Face à ces demandes, plusieurs éleveurs ont exprimé leur colère et leur désarroi. « Quand il y a une bête malade, tout le monde est d’accord pour l’abattre, mais tuer des troupeaux entiers, alors qu’il faut des années pour monter une génétique et monter un troupeau, on est totalement contre », a dit à l’AFP Christophe Guénon, éleveur et maraîcher bio près de Bordeaux.
Par ailleurs, sur les barrages, des manifestants se disent « choqués » par l’usage de gaz lacrymogènes par les gendarmes en milieu de semaine en Ariège, lors de l’intervention pour empêcher l’accès des vétérinaires à une ferme touchée par le premier cas local de DNC.
La position du gouvernement et les arguments sanitaires et économiques
La ministre de l’agriculture, Annie Genevard, soutenue par l’alliance syndicale majoritaire FNSEA-Jeunes Agriculteurs, défend un protocole combinant abattage des bêtes infectées et vaccination ciblée. Elle a affirmé au quotidien Sud Ouest qu’il n’existait « aucun foyer actif de DNC sur le territoire français ».
Annoncée pour lundi, sa visite en Occitanie doit permettre « d’assister aux débuts de la vaccination sur ce territoire » pour un million de bêtes, a-t-elle indiqué, estimant que la vaccination locale reste « le chemin pour lutter contre la maladie ».

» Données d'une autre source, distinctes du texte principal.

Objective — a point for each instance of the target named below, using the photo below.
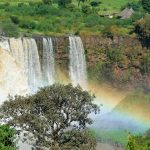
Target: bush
(92, 20)
(146, 5)
(47, 2)
(86, 9)
(27, 24)
(9, 28)
(42, 10)
(134, 6)
(14, 19)
(20, 4)
(145, 63)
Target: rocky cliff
(121, 61)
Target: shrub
(20, 4)
(92, 20)
(9, 28)
(42, 10)
(134, 6)
(146, 5)
(14, 19)
(27, 24)
(86, 9)
(47, 2)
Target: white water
(48, 67)
(25, 54)
(11, 80)
(78, 72)
(4, 44)
(32, 67)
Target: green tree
(146, 5)
(9, 28)
(7, 138)
(55, 116)
(141, 142)
(64, 3)
(142, 28)
(47, 2)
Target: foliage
(53, 115)
(145, 63)
(95, 3)
(7, 138)
(134, 5)
(86, 9)
(14, 19)
(142, 28)
(65, 16)
(47, 2)
(9, 28)
(146, 5)
(63, 3)
(141, 142)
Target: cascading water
(48, 67)
(11, 79)
(4, 44)
(32, 65)
(25, 53)
(78, 72)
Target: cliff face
(121, 61)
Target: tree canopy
(7, 137)
(55, 117)
(142, 28)
(141, 142)
(146, 5)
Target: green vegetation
(142, 28)
(7, 138)
(54, 117)
(146, 5)
(65, 17)
(141, 142)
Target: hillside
(33, 17)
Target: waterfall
(11, 79)
(48, 67)
(32, 67)
(4, 44)
(78, 72)
(25, 52)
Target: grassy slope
(71, 22)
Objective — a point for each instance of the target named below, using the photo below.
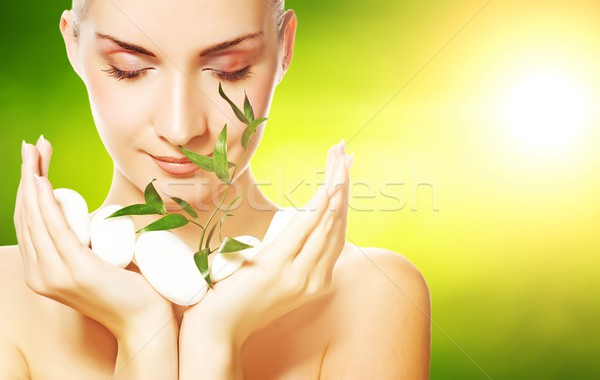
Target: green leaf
(232, 245)
(220, 162)
(203, 162)
(232, 203)
(248, 111)
(201, 260)
(166, 223)
(153, 199)
(210, 233)
(249, 131)
(186, 207)
(139, 209)
(235, 109)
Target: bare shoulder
(383, 275)
(14, 295)
(384, 310)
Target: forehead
(177, 26)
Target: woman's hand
(286, 274)
(59, 267)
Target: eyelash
(231, 76)
(122, 74)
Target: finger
(64, 239)
(330, 160)
(289, 241)
(313, 248)
(35, 228)
(336, 239)
(45, 149)
(27, 256)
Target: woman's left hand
(287, 273)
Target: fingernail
(331, 189)
(40, 142)
(342, 147)
(349, 161)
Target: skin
(310, 306)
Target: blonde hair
(80, 8)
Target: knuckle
(296, 283)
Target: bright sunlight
(547, 110)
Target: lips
(177, 166)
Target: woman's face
(152, 71)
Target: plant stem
(212, 215)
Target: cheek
(117, 109)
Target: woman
(310, 306)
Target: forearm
(151, 353)
(206, 356)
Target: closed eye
(123, 74)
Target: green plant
(217, 164)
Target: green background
(505, 233)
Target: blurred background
(475, 126)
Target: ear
(290, 24)
(69, 31)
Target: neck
(251, 215)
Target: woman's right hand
(59, 267)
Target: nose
(179, 116)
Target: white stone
(75, 210)
(168, 265)
(113, 240)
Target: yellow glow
(547, 109)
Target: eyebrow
(231, 43)
(208, 51)
(125, 45)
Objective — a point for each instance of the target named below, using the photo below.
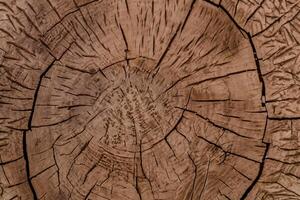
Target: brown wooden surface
(149, 99)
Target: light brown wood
(149, 99)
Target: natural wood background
(149, 99)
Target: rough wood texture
(149, 99)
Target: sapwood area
(149, 99)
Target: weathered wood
(149, 99)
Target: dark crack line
(29, 125)
(263, 95)
(180, 27)
(25, 151)
(261, 167)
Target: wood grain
(149, 99)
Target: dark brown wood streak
(149, 99)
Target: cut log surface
(149, 99)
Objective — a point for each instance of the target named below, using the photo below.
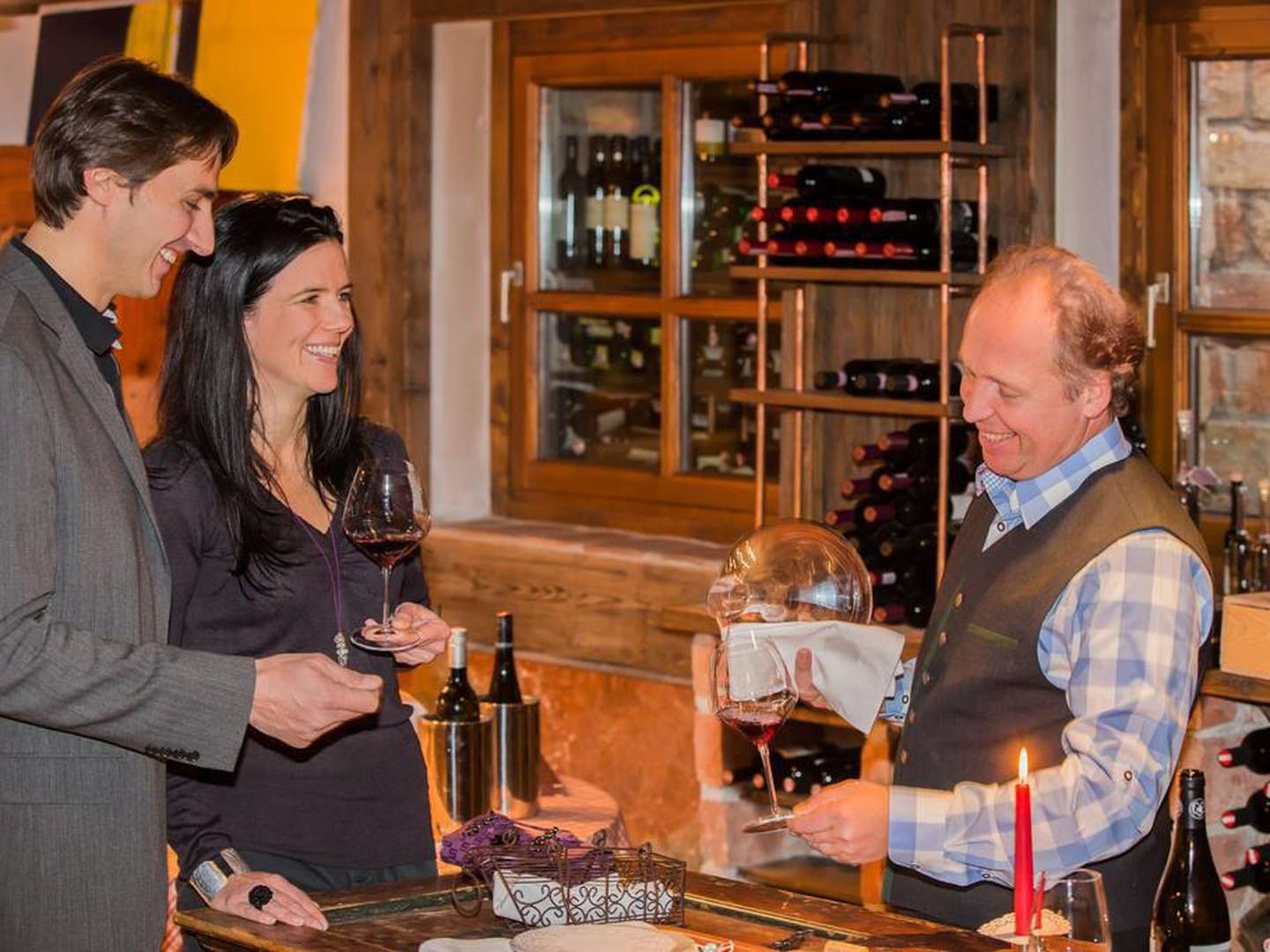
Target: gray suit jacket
(92, 698)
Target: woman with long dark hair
(259, 437)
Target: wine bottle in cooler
(594, 206)
(1191, 909)
(1236, 548)
(503, 686)
(456, 700)
(617, 204)
(1255, 813)
(572, 217)
(1252, 752)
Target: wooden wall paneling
(415, 192)
(501, 257)
(378, 156)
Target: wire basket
(544, 881)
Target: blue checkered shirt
(1122, 643)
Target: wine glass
(752, 692)
(1081, 923)
(385, 516)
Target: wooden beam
(384, 196)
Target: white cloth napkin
(467, 946)
(852, 666)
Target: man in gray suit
(92, 698)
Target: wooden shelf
(911, 147)
(842, 404)
(857, 276)
(813, 876)
(1236, 687)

Le gouvernement appelle cependant à la prudence avant une vaccination généralisée. Sébastien Martin, ministre délégué chargé de l’industrie, a expliqué au « Grand Jury » que vacciner l’ensemble du cheptel placerait la France « comme une zone à risque » et ferait peser « un risque économique » sur la filière en limitant les exportations.

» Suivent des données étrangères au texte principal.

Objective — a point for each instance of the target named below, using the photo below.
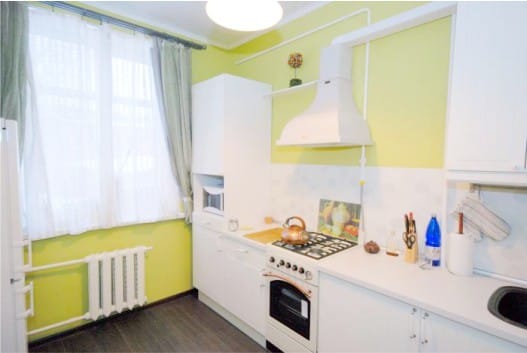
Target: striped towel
(478, 218)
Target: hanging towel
(481, 219)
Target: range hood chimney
(332, 119)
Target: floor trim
(193, 292)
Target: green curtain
(14, 64)
(172, 71)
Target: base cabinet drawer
(355, 319)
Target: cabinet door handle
(31, 310)
(525, 155)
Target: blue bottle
(433, 242)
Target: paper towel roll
(460, 254)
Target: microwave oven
(213, 201)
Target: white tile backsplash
(389, 193)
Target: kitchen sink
(509, 304)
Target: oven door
(292, 308)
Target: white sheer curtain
(98, 156)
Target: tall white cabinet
(487, 123)
(231, 124)
(231, 146)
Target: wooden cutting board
(266, 236)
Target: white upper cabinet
(487, 124)
(208, 117)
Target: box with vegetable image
(339, 219)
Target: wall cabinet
(355, 319)
(231, 137)
(487, 123)
(229, 272)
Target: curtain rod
(114, 21)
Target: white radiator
(116, 281)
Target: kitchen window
(95, 153)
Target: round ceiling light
(244, 15)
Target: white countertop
(459, 298)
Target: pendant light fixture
(244, 15)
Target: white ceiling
(188, 18)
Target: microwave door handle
(306, 292)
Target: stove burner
(318, 246)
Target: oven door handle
(306, 292)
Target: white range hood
(332, 119)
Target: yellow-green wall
(407, 85)
(406, 114)
(61, 293)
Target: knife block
(411, 255)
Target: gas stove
(300, 261)
(318, 246)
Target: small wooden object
(411, 253)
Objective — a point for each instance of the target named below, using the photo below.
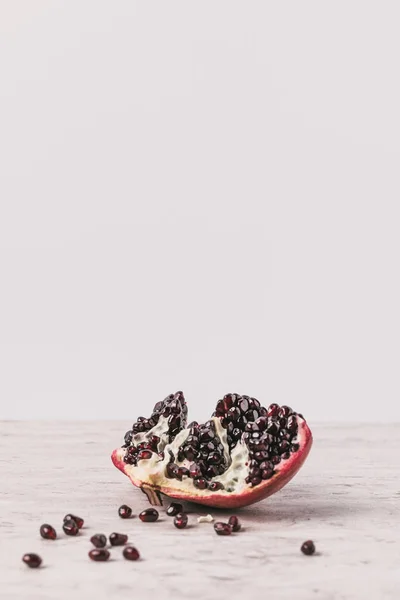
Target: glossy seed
(78, 520)
(48, 532)
(99, 540)
(32, 560)
(99, 554)
(222, 528)
(131, 553)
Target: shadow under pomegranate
(243, 454)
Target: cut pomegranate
(243, 454)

La porte-parole du gouvernement, Maud Bregeon, a défendu la stratégie actuelle comme « la plus efficace » et non politique. Elle a rappelé que la décision avait été concertée depuis juillet dernier avec un « parlement sanitaire » comprenant vétérinaires, éleveurs, chambres d’agriculture, organisations syndicales, services de l’État et l’Anses. Elle a aussi chiffré l’impact sanitaire : « Il y a 3 000 bêtes qui ont été abattues depuis le début de cette maladie… mais pour autant, c’est 0,02 % du cheptel français et ça permet de protéger les autres. »
Tensions politiques régionales et autres enjeux
La présidente de la région Occitanie, Carole Delga (Parti socialiste), a adressé une lettre ouverte au premier ministre — nommément cité dans son courrier comme Sébastien Lecornu — demandant une intervention rapide pour « garantir un dialogue franc et sincère avec les agriculteurs ». Dans cette lettre, Mme Delga évoque « l’indignation et la colère » face à la gestion de la crise et au « désespoir d’un peuple ».

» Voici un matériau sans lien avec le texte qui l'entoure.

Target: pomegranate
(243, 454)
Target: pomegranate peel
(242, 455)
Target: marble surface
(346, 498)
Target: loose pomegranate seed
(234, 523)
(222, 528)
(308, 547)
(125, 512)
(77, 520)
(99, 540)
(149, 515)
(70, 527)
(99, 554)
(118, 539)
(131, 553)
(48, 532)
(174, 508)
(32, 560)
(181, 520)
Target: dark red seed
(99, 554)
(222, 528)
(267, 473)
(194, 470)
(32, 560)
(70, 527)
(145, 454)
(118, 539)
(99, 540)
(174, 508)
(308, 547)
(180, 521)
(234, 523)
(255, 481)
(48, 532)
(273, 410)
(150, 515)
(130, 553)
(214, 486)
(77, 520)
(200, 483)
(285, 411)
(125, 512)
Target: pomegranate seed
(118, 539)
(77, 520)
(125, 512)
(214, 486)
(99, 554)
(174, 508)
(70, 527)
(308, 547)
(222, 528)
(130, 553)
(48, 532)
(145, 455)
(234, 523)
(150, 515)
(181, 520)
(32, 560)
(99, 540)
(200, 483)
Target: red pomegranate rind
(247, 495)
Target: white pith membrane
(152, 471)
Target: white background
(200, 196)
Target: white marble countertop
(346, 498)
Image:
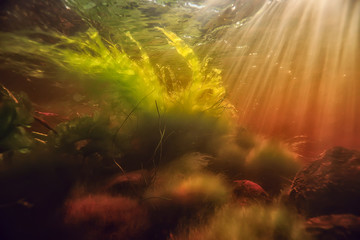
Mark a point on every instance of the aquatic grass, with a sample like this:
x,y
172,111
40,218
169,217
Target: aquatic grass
x,y
97,62
253,222
85,57
205,91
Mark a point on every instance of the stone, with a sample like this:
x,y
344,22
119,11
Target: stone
x,y
329,185
247,192
334,227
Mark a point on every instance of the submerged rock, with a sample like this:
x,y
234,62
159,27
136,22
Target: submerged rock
x,y
334,227
246,192
129,184
330,185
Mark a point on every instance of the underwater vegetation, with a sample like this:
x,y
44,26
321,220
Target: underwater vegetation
x,y
146,156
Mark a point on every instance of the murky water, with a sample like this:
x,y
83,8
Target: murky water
x,y
135,115
290,67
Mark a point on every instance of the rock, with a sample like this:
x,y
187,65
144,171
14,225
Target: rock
x,y
246,191
334,227
329,185
129,184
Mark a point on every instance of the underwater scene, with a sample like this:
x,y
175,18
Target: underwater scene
x,y
180,119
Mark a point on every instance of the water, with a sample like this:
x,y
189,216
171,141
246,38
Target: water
x,y
294,71
133,121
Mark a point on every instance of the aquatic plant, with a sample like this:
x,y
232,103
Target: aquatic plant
x,y
101,64
15,117
254,222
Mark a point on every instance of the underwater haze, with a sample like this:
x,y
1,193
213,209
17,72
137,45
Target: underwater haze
x,y
174,119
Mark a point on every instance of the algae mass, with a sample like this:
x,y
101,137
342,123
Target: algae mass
x,y
149,149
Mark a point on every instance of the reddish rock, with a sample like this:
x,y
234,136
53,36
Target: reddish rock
x,y
334,227
330,185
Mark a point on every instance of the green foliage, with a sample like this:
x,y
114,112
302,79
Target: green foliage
x,y
15,116
272,166
97,62
86,135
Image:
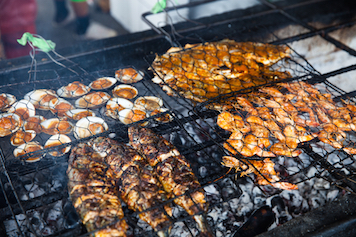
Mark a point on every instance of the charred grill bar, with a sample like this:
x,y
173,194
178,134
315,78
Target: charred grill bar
x,y
34,196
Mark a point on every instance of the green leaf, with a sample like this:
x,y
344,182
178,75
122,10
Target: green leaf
x,y
42,44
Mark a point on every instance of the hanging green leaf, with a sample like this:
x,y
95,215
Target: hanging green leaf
x,y
42,44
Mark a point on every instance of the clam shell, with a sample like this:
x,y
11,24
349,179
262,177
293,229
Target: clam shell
x,y
92,100
6,100
103,83
34,123
128,75
125,91
40,98
27,148
127,116
148,103
57,140
164,118
21,137
23,108
9,123
56,126
89,126
115,105
73,90
60,106
77,114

Outre les questions sanitaires, les mobilisations agricoles se nourrissent d’autres dossiers sensibles, parmi lesquels les accords commerciaux du Mercosur et la baisse annoncée du budget de la politique agricole commune (PAC), qui accentuent le sentiment d’urgence au sein des campagnes.
La situation reste tendue alors que se multiplient les blocages et que la campagne de vaccination ciblée débute en Occitanie, au moment même où les éleveurs réclament une réponse plus large du gouvernement.